Can AI Turn Your Data Center Green?

Article By : Sally Ward-Foxton

Do AI accelerators save energy? And is overall electricity consumption declining, or are data center simply squeezing more compute into the same power envelope?

It’s easy to forget that AI requires a staggering amount of computing resources, and therefore power, as most of the heavy lifting is done in the cloud.
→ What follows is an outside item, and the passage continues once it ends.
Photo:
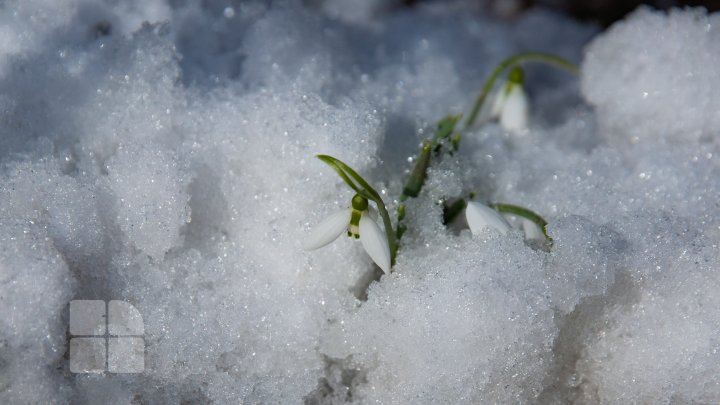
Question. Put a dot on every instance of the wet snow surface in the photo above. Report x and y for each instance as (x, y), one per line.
(162, 153)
A study last year from the University of Massachusetts at Amherst found that training one large AI model for natural language processing (BERT) uses enough electricity to produce an equivalent amount of CO2 as a round-trip trans-Atlantic flight for one person. That’s just one model, albeit a transformer network, trained one time; models are typically tuned and retrained many times during development. Add neural architecture search, an AutoML technique which uses AI to tune models, to a decent-size transformer and the total jumps to almost the same amount of CO2 as the lifetime emissions of five American cars.

AI accelerators promise to make AI processing much more computationally efficient. And as AI workloads increase, data centers are adopting these new specialized accelerators.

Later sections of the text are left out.